And I can't tell, Sir Simon, how you may please to retail justice;
but when a customer comes to deal largely with you, damn me if you
don't shut up the shop windows!
SIR SIMON.
You are growing saucy. Leave the room, or I shall commit you.
JOB.
Commit me! you will please to observe, Sir Simon, I remember'd my duty, till you forgot yours. You asked me, at first, to sit down in your presence. I knew better than to do so, before a baronet and a justice of peace. But I lose my respect for my superior in rank, when he's so much below my equals in fair dealing:--and, since the magistrate has left the chair
[Slams the Chair into the middle of the Room.]
I'll sit down on it.
[Sits down.]
There!--'Tis fit it should be fill'd by somebody--and, dam'me if I
leave the house till you redress my daughter, or I shame you all
over the county!
SIR SIMON.
Why, you impudent mechanic! I shou'dn't wonder if the
scoundrel call'd for my clerk, and sign'd my mittimus.
[Rings the Bell.]
Fellow, get out of that chair.
JOB.
I sha'n't stir. If you want to sit down, take another.
This is the chair of justice: it's the most uneasy
for you of any in the room.
[Enter SERVANT.]
SIR SIMON.
Tell Mr. Rochdale to come to me directly.
SERV.
Yes, Sir Simon.
[Sees JOB.]
Hee! hee!
SIR SIMON.
Don't stand grinning, you booby! but go.
SERV.
Yes, Sir Simon.
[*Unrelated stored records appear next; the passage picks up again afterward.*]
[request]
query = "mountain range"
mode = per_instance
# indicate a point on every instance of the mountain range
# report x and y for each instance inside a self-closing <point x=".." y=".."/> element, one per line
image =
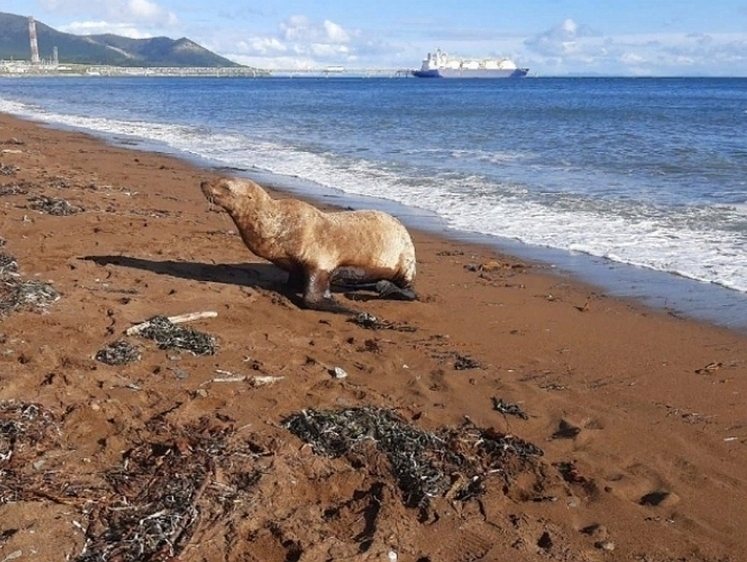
<point x="107" y="49"/>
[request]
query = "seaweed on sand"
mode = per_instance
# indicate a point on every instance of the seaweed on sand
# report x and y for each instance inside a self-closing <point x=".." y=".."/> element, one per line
<point x="33" y="295"/>
<point x="53" y="206"/>
<point x="423" y="463"/>
<point x="162" y="490"/>
<point x="169" y="336"/>
<point x="119" y="352"/>
<point x="26" y="430"/>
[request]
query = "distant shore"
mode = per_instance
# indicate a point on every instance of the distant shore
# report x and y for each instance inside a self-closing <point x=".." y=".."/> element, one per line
<point x="621" y="428"/>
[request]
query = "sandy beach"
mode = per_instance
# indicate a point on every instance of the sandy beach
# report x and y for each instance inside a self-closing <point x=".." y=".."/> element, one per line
<point x="508" y="414"/>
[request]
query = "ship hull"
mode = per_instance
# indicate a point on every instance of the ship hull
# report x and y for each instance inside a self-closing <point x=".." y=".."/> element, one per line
<point x="471" y="73"/>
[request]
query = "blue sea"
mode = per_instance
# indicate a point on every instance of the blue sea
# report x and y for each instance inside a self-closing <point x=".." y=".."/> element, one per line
<point x="637" y="185"/>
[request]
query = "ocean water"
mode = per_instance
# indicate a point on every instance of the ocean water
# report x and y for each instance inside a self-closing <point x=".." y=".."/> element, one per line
<point x="639" y="185"/>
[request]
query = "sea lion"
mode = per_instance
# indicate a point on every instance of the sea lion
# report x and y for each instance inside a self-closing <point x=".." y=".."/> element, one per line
<point x="317" y="248"/>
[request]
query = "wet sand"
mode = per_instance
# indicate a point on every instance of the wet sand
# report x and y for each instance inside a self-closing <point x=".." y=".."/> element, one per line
<point x="639" y="415"/>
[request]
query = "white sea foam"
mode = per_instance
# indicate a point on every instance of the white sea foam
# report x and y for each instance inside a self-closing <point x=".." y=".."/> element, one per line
<point x="696" y="242"/>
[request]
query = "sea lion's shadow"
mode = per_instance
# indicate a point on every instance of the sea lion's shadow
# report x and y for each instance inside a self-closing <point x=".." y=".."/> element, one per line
<point x="261" y="275"/>
<point x="258" y="275"/>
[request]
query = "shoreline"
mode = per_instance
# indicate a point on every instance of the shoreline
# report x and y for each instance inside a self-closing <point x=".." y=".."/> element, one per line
<point x="659" y="290"/>
<point x="638" y="414"/>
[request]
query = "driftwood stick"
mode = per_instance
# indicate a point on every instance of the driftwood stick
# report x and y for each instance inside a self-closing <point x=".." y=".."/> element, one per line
<point x="181" y="318"/>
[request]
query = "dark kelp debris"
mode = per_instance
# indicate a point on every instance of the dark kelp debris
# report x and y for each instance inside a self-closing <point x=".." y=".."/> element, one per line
<point x="9" y="170"/>
<point x="169" y="336"/>
<point x="13" y="189"/>
<point x="119" y="352"/>
<point x="163" y="489"/>
<point x="462" y="362"/>
<point x="423" y="463"/>
<point x="371" y="322"/>
<point x="508" y="408"/>
<point x="8" y="265"/>
<point x="53" y="206"/>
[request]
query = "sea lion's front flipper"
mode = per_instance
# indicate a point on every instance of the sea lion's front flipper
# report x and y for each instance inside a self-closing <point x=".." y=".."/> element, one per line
<point x="388" y="290"/>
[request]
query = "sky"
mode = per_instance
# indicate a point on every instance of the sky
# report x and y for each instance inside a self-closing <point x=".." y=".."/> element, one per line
<point x="550" y="37"/>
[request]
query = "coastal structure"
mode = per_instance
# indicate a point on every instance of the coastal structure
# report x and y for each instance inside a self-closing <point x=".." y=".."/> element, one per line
<point x="441" y="65"/>
<point x="34" y="42"/>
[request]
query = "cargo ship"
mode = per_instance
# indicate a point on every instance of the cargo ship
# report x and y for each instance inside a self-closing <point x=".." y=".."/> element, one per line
<point x="441" y="65"/>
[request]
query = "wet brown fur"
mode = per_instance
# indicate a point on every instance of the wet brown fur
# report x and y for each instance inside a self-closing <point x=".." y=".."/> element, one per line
<point x="317" y="248"/>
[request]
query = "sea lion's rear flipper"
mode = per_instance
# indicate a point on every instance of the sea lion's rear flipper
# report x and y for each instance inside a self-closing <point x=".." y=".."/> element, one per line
<point x="388" y="290"/>
<point x="317" y="295"/>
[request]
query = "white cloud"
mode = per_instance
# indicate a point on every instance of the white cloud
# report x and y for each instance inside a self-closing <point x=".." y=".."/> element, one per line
<point x="302" y="29"/>
<point x="143" y="12"/>
<point x="569" y="47"/>
<point x="299" y="43"/>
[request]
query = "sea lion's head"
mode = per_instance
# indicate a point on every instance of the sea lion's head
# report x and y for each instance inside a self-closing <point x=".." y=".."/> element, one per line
<point x="231" y="193"/>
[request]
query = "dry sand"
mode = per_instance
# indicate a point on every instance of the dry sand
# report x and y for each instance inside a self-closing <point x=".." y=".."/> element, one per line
<point x="640" y="416"/>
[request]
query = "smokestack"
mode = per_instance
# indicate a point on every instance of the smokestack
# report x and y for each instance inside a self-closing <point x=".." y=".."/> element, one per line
<point x="33" y="41"/>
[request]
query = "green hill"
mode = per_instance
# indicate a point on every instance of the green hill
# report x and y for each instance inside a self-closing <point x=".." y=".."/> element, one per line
<point x="105" y="49"/>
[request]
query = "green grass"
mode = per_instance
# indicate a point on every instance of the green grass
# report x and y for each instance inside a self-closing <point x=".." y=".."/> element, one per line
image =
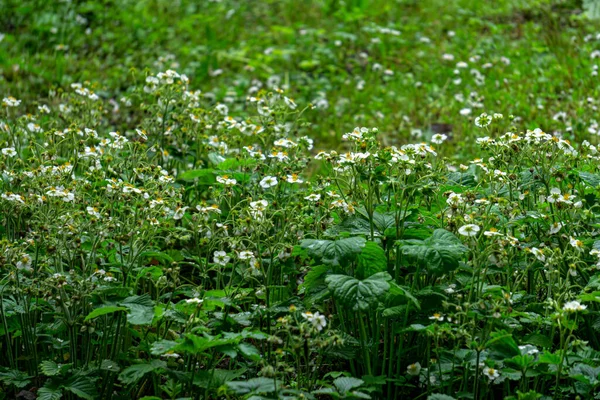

Hee! he!
[Exit.]
JOB.
[Reaching a Book from the Table.]
"Burn's Justice!"
SIR SIMON.
And how dare you take it up?
JOB.
Because you have laid it down.
Read it a little better, and, then,
I may respect you more.--There it is.
[Throws it on the Floor.]
[Enter FRANK ROCHDALE.]
SIR SIMON.
So, sir! prettily I am insulted on your account!
FRANK.
Good Heaven, sir! what is the matter?
SIR SIMON.
The matter!
[Points to JOB.]
Lug that old bundle of brass out of my chair, directly.
[FRANK casts his Eyes on THORNBERRY,
then on the Ground, and stands abashed.]
JOB.
He dare as soon jump into one of your tin-mines.
Brass!--there is no baser metal than hypocrisy:
he came with that false coin to my shop, and it pass'd;
but see how conscience nails him to the spot, now!
FRANK.
[To SIR SIMON.]
Sir, I came to explain all.
SIR SIMON.
Sir, you must be aware that all is explained already.
You provoke a brazier almost to knock me down; and bring
me news of it, when he is fix'd as tight in my study,
as a copper in my kitchen.
FRANK.
[Advancing to JOB.]
Mr. Thornberry, I----
JOB.
Keep your distance! I'm an old fellow;
but if my daughter's seducer comes near me,
I'll beat him as flat as a stewpan.
FRANK.
[Still advancing.]
Suffer me to speak, and--
JOB.
[Rising from the Chair, and holding up his Cane.]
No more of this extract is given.